Sledneck Shitstorm

Marius freaking out over the amount of sleds parked outside our hotel. President’s day weekend sees the town’s population go from under a hundred to about 2000 slednecks and shred crews.

The week started out in Salt Lake City, Utah at Marius Otterstad and Lexi Waite's house. I showed up late one night to an obsessive Guitar Hero session, which everyone incidentally sucked at. Marius, Jesse Fox, Bjorn along with filmer Trent Ludwig and I headed out into the Utah backcountry only to find some pretty crap-tastic snow conditions. Bjorn's a workhorse, so when he says the snow is beat, you know it is. We had a fun session on a large stone butter pad the next morning and then decided to pack our bags and load up the sleds and peace the hell out up to the literal end of the road, Cooke City, Montana.

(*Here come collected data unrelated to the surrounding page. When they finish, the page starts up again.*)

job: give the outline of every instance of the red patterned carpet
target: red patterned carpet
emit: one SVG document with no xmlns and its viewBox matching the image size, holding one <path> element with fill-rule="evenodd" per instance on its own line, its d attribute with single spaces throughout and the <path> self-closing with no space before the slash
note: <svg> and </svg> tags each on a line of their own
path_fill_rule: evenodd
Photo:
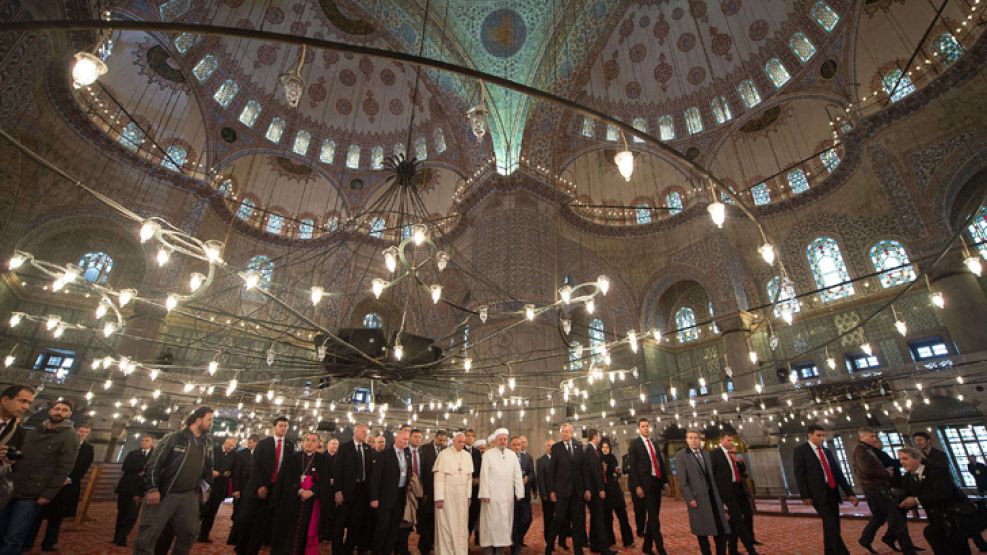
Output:
<svg viewBox="0 0 987 555">
<path fill-rule="evenodd" d="M 533 509 L 535 521 L 527 535 L 527 544 L 529 547 L 525 549 L 525 553 L 528 555 L 542 553 L 545 546 L 545 542 L 542 539 L 541 510 L 537 503 Z M 216 526 L 212 533 L 216 543 L 196 544 L 192 553 L 233 553 L 233 549 L 223 543 L 229 533 L 231 510 L 231 505 L 224 504 L 219 511 L 219 515 L 216 517 Z M 670 554 L 699 553 L 695 537 L 689 534 L 689 522 L 685 504 L 680 501 L 666 499 L 662 506 L 661 515 L 661 528 L 665 537 L 665 547 L 668 552 Z M 90 520 L 81 526 L 77 526 L 74 522 L 69 521 L 66 521 L 62 525 L 61 541 L 59 542 L 60 553 L 65 555 L 96 555 L 104 553 L 123 555 L 133 552 L 133 534 L 130 538 L 130 549 L 116 547 L 110 543 L 110 539 L 113 536 L 114 519 L 116 518 L 115 503 L 94 503 L 89 509 L 89 518 Z M 844 519 L 843 521 L 843 538 L 850 548 L 851 553 L 865 553 L 856 543 L 856 539 L 859 537 L 860 530 L 863 528 L 865 522 L 862 519 Z M 754 524 L 758 540 L 764 543 L 762 546 L 763 553 L 769 555 L 782 553 L 791 555 L 816 555 L 823 552 L 822 526 L 815 518 L 758 515 L 755 517 Z M 922 539 L 923 527 L 924 523 L 911 523 L 909 530 L 916 543 L 926 547 L 925 541 Z M 415 545 L 414 536 L 412 538 L 412 545 Z M 875 548 L 881 553 L 891 553 L 891 550 L 880 544 L 880 542 L 875 543 Z M 332 549 L 329 545 L 323 544 L 322 553 L 329 554 L 331 552 Z M 564 551 L 558 552 L 565 553 Z M 620 552 L 624 554 L 640 553 L 641 540 L 637 540 L 635 547 L 620 549 Z M 31 553 L 40 553 L 40 551 L 36 548 Z"/>
</svg>

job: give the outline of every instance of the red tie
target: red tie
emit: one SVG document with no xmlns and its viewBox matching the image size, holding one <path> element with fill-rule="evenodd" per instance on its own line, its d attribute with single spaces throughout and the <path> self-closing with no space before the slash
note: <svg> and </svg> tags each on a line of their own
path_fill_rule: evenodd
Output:
<svg viewBox="0 0 987 555">
<path fill-rule="evenodd" d="M 271 483 L 278 481 L 278 467 L 281 466 L 281 440 L 274 446 L 274 474 L 271 475 Z"/>
<path fill-rule="evenodd" d="M 651 456 L 651 469 L 655 473 L 655 478 L 661 478 L 661 469 L 658 468 L 658 458 L 655 456 L 655 446 L 651 445 L 650 439 L 642 437 L 641 440 L 648 446 L 648 455 Z"/>
<path fill-rule="evenodd" d="M 816 447 L 816 450 L 819 451 L 819 460 L 822 462 L 823 472 L 826 473 L 826 485 L 832 489 L 836 489 L 836 478 L 833 477 L 833 471 L 829 468 L 826 453 L 823 453 L 822 447 Z"/>
<path fill-rule="evenodd" d="M 730 456 L 730 455 L 727 455 L 727 457 L 730 459 L 730 464 L 733 465 L 733 481 L 734 482 L 739 482 L 740 481 L 740 469 L 737 468 L 737 461 L 735 461 L 733 459 L 733 457 Z"/>
<path fill-rule="evenodd" d="M 411 473 L 418 476 L 418 449 L 411 452 Z M 421 478 L 421 476 L 418 476 Z"/>
</svg>

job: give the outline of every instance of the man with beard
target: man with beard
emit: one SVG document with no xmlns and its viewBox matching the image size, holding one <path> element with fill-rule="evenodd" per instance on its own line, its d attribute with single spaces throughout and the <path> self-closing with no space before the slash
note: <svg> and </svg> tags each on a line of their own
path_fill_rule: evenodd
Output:
<svg viewBox="0 0 987 555">
<path fill-rule="evenodd" d="M 524 452 L 524 441 L 521 437 L 511 438 L 511 451 L 517 454 L 518 464 L 521 465 L 521 481 L 524 484 L 524 496 L 514 502 L 514 530 L 511 534 L 511 553 L 519 555 L 524 547 L 524 536 L 531 528 L 531 490 L 534 487 L 532 477 L 535 465 L 531 457 Z"/>
<path fill-rule="evenodd" d="M 469 508 L 469 533 L 472 536 L 473 530 L 476 530 L 476 523 L 480 519 L 480 500 L 477 499 L 477 494 L 480 492 L 480 458 L 483 457 L 483 453 L 476 446 L 476 432 L 472 428 L 466 430 L 466 452 L 470 454 L 470 458 L 473 461 L 473 480 L 472 480 L 472 491 L 470 496 L 470 508 Z"/>
<path fill-rule="evenodd" d="M 321 495 L 329 472 L 325 456 L 316 452 L 318 447 L 319 434 L 309 432 L 302 440 L 302 452 L 288 455 L 281 465 L 281 478 L 271 499 L 272 555 L 319 552 Z"/>
<path fill-rule="evenodd" d="M 366 444 L 367 426 L 353 428 L 353 441 L 339 446 L 333 459 L 336 480 L 334 501 L 339 517 L 332 539 L 333 553 L 353 553 L 370 549 L 370 447 Z M 344 538 L 345 532 L 345 538 Z M 345 544 L 344 544 L 345 539 Z"/>
<path fill-rule="evenodd" d="M 34 520 L 34 529 L 25 542 L 24 551 L 30 551 L 34 547 L 34 540 L 41 530 L 41 521 L 47 519 L 48 526 L 45 528 L 45 536 L 41 540 L 42 551 L 55 551 L 58 544 L 58 531 L 62 527 L 62 520 L 75 516 L 76 508 L 79 506 L 79 495 L 82 492 L 82 479 L 89 472 L 89 467 L 93 464 L 93 446 L 86 442 L 92 428 L 89 424 L 80 424 L 76 428 L 79 436 L 79 450 L 75 456 L 75 466 L 69 477 L 65 479 L 65 486 L 59 490 L 58 495 L 51 500 L 46 507 L 42 507 L 38 518 Z"/>
<path fill-rule="evenodd" d="M 215 449 L 212 457 L 212 489 L 209 490 L 209 500 L 202 505 L 202 526 L 199 529 L 199 541 L 203 543 L 212 543 L 209 532 L 216 521 L 216 513 L 223 501 L 233 493 L 230 489 L 230 476 L 233 474 L 233 463 L 236 462 L 236 438 L 227 437 L 223 446 Z"/>
<path fill-rule="evenodd" d="M 141 446 L 127 453 L 123 459 L 123 476 L 117 482 L 117 521 L 114 527 L 113 543 L 127 547 L 127 536 L 137 524 L 140 511 L 140 501 L 144 497 L 144 466 L 151 449 L 154 448 L 154 436 L 148 434 L 141 438 Z"/>
<path fill-rule="evenodd" d="M 637 432 L 638 437 L 631 441 L 627 449 L 630 467 L 628 483 L 633 484 L 632 495 L 638 498 L 644 509 L 644 553 L 654 553 L 653 545 L 660 555 L 665 555 L 658 516 L 661 513 L 662 489 L 668 484 L 668 472 L 658 442 L 651 438 L 651 421 L 639 419 Z"/>
<path fill-rule="evenodd" d="M 238 555 L 257 555 L 262 545 L 271 543 L 271 522 L 274 507 L 271 494 L 278 484 L 281 465 L 285 458 L 295 452 L 295 445 L 285 439 L 288 433 L 288 419 L 279 416 L 274 419 L 272 435 L 260 440 L 250 458 L 250 482 L 246 491 L 246 502 L 241 509 L 240 539 L 237 542 Z"/>
<path fill-rule="evenodd" d="M 38 512 L 65 485 L 79 443 L 70 416 L 72 405 L 55 401 L 48 419 L 24 434 L 21 458 L 11 475 L 13 498 L 0 510 L 0 554 L 20 555 Z"/>
<path fill-rule="evenodd" d="M 473 457 L 465 452 L 466 435 L 452 435 L 452 449 L 435 461 L 436 555 L 469 551 L 469 505 L 473 489 Z"/>
<path fill-rule="evenodd" d="M 551 555 L 562 530 L 572 532 L 572 550 L 582 553 L 586 545 L 586 489 L 583 487 L 583 449 L 572 439 L 572 424 L 559 428 L 562 441 L 552 446 L 552 466 L 548 473 L 548 497 L 555 503 L 545 554 Z"/>
<path fill-rule="evenodd" d="M 524 497 L 521 464 L 507 448 L 506 428 L 494 432 L 494 447 L 483 454 L 480 470 L 480 545 L 487 555 L 503 552 L 511 545 L 514 502 Z"/>
<path fill-rule="evenodd" d="M 583 499 L 589 509 L 589 546 L 590 551 L 604 555 L 616 555 L 610 549 L 610 536 L 604 524 L 604 510 L 607 502 L 607 484 L 603 474 L 603 456 L 600 454 L 600 442 L 603 436 L 599 430 L 590 428 L 586 431 L 586 449 L 583 451 Z M 613 531 L 613 527 L 610 528 Z"/>
<path fill-rule="evenodd" d="M 377 511 L 374 555 L 391 555 L 397 542 L 411 474 L 407 447 L 408 431 L 399 431 L 394 436 L 394 444 L 378 453 L 374 464 L 369 494 L 370 508 Z"/>
<path fill-rule="evenodd" d="M 175 555 L 186 555 L 199 528 L 200 483 L 212 480 L 213 410 L 199 407 L 185 419 L 185 428 L 172 432 L 151 451 L 144 472 L 143 514 L 134 555 L 151 555 L 169 524 L 175 532 Z"/>
<path fill-rule="evenodd" d="M 542 512 L 542 533 L 545 536 L 545 543 L 548 543 L 548 533 L 550 524 L 555 516 L 555 502 L 548 497 L 548 484 L 551 482 L 549 475 L 552 472 L 552 445 L 555 440 L 545 440 L 545 454 L 538 458 L 536 468 L 536 478 L 538 482 L 538 497 L 541 498 Z M 566 545 L 566 538 L 569 537 L 568 530 L 563 528 L 559 532 L 559 547 L 569 549 Z"/>
<path fill-rule="evenodd" d="M 435 492 L 433 490 L 432 467 L 439 452 L 446 446 L 448 434 L 445 430 L 435 432 L 432 441 L 422 446 L 422 502 L 418 505 L 418 551 L 428 553 L 435 543 Z"/>
<path fill-rule="evenodd" d="M 322 512 L 322 530 L 319 537 L 322 541 L 332 541 L 332 531 L 334 530 L 333 521 L 336 516 L 336 503 L 333 500 L 333 494 L 336 492 L 336 480 L 333 475 L 333 465 L 335 464 L 336 452 L 338 451 L 339 440 L 334 437 L 329 438 L 329 442 L 326 443 L 326 479 L 322 481 L 322 507 L 320 507 Z"/>
<path fill-rule="evenodd" d="M 247 438 L 247 448 L 237 453 L 236 459 L 233 461 L 233 473 L 230 474 L 230 490 L 232 492 L 230 496 L 233 498 L 233 515 L 230 520 L 233 521 L 233 525 L 230 526 L 230 535 L 226 538 L 226 545 L 236 545 L 236 540 L 240 537 L 238 521 L 240 509 L 243 506 L 243 492 L 247 489 L 247 482 L 250 481 L 250 458 L 254 454 L 254 449 L 257 448 L 258 440 L 260 440 L 260 436 L 250 434 L 250 437 Z"/>
</svg>

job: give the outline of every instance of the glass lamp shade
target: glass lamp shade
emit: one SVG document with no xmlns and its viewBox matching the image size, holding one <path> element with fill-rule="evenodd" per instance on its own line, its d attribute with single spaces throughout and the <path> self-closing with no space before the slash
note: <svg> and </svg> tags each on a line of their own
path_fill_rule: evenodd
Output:
<svg viewBox="0 0 987 555">
<path fill-rule="evenodd" d="M 617 164 L 617 171 L 623 176 L 624 181 L 630 181 L 634 175 L 634 154 L 629 150 L 621 150 L 613 157 L 613 162 Z"/>
<path fill-rule="evenodd" d="M 106 64 L 95 54 L 76 52 L 72 63 L 72 86 L 81 89 L 96 82 L 106 75 Z"/>
<path fill-rule="evenodd" d="M 282 73 L 278 76 L 281 86 L 284 87 L 284 99 L 288 106 L 297 108 L 302 100 L 302 92 L 305 90 L 305 82 L 295 73 Z"/>
<path fill-rule="evenodd" d="M 709 203 L 706 207 L 706 211 L 709 212 L 709 217 L 713 219 L 713 223 L 716 227 L 723 227 L 723 222 L 727 219 L 727 207 L 720 201 L 713 201 Z"/>
</svg>

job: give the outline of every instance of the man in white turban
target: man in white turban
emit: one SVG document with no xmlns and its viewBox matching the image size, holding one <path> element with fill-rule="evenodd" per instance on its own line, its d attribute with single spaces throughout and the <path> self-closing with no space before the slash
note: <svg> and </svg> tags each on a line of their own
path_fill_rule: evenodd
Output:
<svg viewBox="0 0 987 555">
<path fill-rule="evenodd" d="M 507 448 L 509 432 L 494 432 L 494 443 L 480 465 L 480 545 L 486 553 L 504 553 L 511 545 L 514 501 L 524 497 L 524 481 L 517 454 Z"/>
<path fill-rule="evenodd" d="M 452 436 L 432 467 L 435 488 L 435 555 L 469 551 L 469 507 L 473 494 L 473 457 L 464 449 L 466 434 Z"/>
</svg>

3. Don’t be fooled, despite the catatonic stare and parapalegic rock stance, Marius can barely make it through a single song.

After rolling in at 2 a.m. we hit the sheets and awoke to a shitty blizzard. We made the most of the day and pounded out a sick jump.

8. Cooke City whip. I’m sure J.P. would have said “UUUHHHHHH”.

As far as the shredding went, we built at least two jumps a day and hit the shit out of 'em for the next week. Trench broke trail to pretty much every single zone we went to, ensuring exclusive shots on some jumps you've never seen before! The boys threw down some solid hammers, and never bitched once when I would say "Come on, just one more time! I got another angle that's banger!"

Jesse’s a drinking, fighting, gambling machine. Psyche! Actually, he was pretty bummed they don’t have Zima or salads in Cooke City.

Nighttime is interesting in a truly isolated town. Basically you have the choice of 3 places to eat at night: The bar down the street (which we rode our snowmobiles to), the "upscale" bistro that was slightly closer, or the restaurant in the hotel. After dinner you had two choices, go to bed or stay up playing poker. I'm not claiming Epic Poker Player status, but let's just say it's pretty easy extracting money from Europeans. Except for Marius, because he's a cheating bastard.

Dear Lexi, Marius is taking great care of your sled. He ran it into this tree well just so you can have the fresh smell of pine on it instead of that annoying gas smell.

Next stop..... Who Knows?! -Dave Lehl

14. Marius the anti-pool shark

“If you hit the ball hard enough it’ll eventually go in, right?”

Fox loves the 80’s posters that litter the ceiling in one of the two bars in town. “Can you imagine how hairy her junk must have been?”